Les diverses caractéristiques précédentes correspondent
en pratique à une très grande variété de dispositifs
et à des situations extrêmement contrastées. Si
l’étude des forums se rattache d’abord au domaine de la
communication médiatisée par ordinateur (ou CMC, computer
mediated communication), moins directement aux recherches concernant
l’éducation, les enjeux éducatifs y sont très
présents. A partir de l’étude de forums publics, (Barthel et al., 2000) montrent qu’ils offrent d’abord une source d’information
complémentaire et rapide, permettant d’échanger et de
partager des expériences de terrain (difficilement capitalisables sur
d’autres supports), de se détendre, de suivre le climat social. Ce
que l’on peut observer également sur les listes de diffusion
d’enseignants (Charlier et Daele, 2006).
Ainsi, pour des apprentissages hors des institutions classiques de formation, le
forum apparaît constituer une modalité de communication importante,
d’usage croissant avec le déploiement d’Internet. Nous allons
toutefois nous centrer sur les forums utilisés dans des cadres
institutionnels, ou ce que l’on peut dénommer éducation
formelle.
2.2. Quelles spécificités en éducation ?
Ces forums ont des caractéristiques particulières. Ils sont
fermés, leur durée de vie est programmée – soit
parce qu’ouverts selon une période de temps
déterminée, soit limités par la durée
d’existence de la communauté qui l’utilise–, ils sont
souvent non anonymes et les statuts sociaux sont pré établis.

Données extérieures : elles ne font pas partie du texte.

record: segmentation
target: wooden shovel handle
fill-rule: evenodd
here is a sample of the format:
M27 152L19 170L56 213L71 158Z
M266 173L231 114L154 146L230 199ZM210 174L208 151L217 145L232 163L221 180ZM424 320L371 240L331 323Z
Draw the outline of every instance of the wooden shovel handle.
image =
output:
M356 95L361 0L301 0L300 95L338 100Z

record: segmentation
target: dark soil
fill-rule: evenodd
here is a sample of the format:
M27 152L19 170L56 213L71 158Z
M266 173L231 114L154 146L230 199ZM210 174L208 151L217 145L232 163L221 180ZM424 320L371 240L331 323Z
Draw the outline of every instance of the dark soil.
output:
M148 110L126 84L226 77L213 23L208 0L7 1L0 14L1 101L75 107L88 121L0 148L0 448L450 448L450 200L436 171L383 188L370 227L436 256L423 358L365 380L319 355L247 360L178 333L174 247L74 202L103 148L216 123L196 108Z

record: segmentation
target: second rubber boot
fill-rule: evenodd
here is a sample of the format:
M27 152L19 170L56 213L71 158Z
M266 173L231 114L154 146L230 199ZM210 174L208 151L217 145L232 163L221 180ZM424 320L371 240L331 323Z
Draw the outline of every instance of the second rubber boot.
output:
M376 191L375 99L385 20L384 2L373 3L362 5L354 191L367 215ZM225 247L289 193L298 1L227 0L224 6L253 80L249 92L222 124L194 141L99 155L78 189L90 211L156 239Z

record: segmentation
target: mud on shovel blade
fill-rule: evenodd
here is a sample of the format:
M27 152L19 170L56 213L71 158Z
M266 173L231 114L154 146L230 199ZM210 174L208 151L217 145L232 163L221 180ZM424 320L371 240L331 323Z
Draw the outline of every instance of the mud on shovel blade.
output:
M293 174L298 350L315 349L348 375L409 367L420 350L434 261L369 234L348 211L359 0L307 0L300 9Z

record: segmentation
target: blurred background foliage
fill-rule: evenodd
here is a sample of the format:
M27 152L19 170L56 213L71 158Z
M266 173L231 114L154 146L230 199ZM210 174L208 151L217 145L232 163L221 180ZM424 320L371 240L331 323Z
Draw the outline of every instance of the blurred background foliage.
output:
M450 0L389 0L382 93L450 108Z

Même en éducation formelle, on observe une grande
variété de formes : « café »,
« requêtes », élaboration collective d’un
texte, discussion sur un document, discussion autour d’une tâche...
Hammond (Hammond, 2005),
dans une revue d’articles sur les discussions asynchrones dans
l’enseignement supérieur, en distingue trois types : les
forums ouverts, sans guidage ou avec un guidage faible et une liberté de
participation ; les forums peu structurés dans lesquels les
apprenants sont censés accomplir certaines tâches de manière
individuelle et où des discussions collectives par groupe en
résultent ; les forums coopératifs associés à
des tâches précises, les apprenants devant travailler au sein de
petites équipes. La situation ne peut être dissociée
d’une intention éducative et d’un système
d’activité plus global. Dans une vision temporelle, les apprenants
communiquent par forum à un moment spécifique (dans une succession
d’activités) ou y recourent de manière continue (en
parallèle aux activités de formation).
Dans l’enseignement à distance, le forum est souvent vu comme
une solution magique aux problèmes d’isolement (une
« rustine sociale »), mais on observe une sur-utilisation
prescrite et une sous-utilisation réalisée. Les résultats
sont souvent décevants (Henri et Charlier, 2005) et les constats en formation ne sont pas à la mesure des
potentialités et espérances décrites dans les papiers de
recherche.
Pourtant, de nombreux argumentaires soulignent l’intérêt
des forums de discussion en formation. Comme le précisent (Henri et Lundgren-Cayrol, 2001),
le côté asynchrone favorise la réflexion, la structuration
de la discussion. En outre, la trace peut être
récupérée et les messages triés, ainsi plusieurs
points de vue concurrents peuvent s’exprimer librement et plusieurs
raisonnements en parallèle peuvent être élaborés. Les
idées sont sauvegardées, les messages sont en mémoire et
deviennent des objets tangibles qui pourront être manipulés.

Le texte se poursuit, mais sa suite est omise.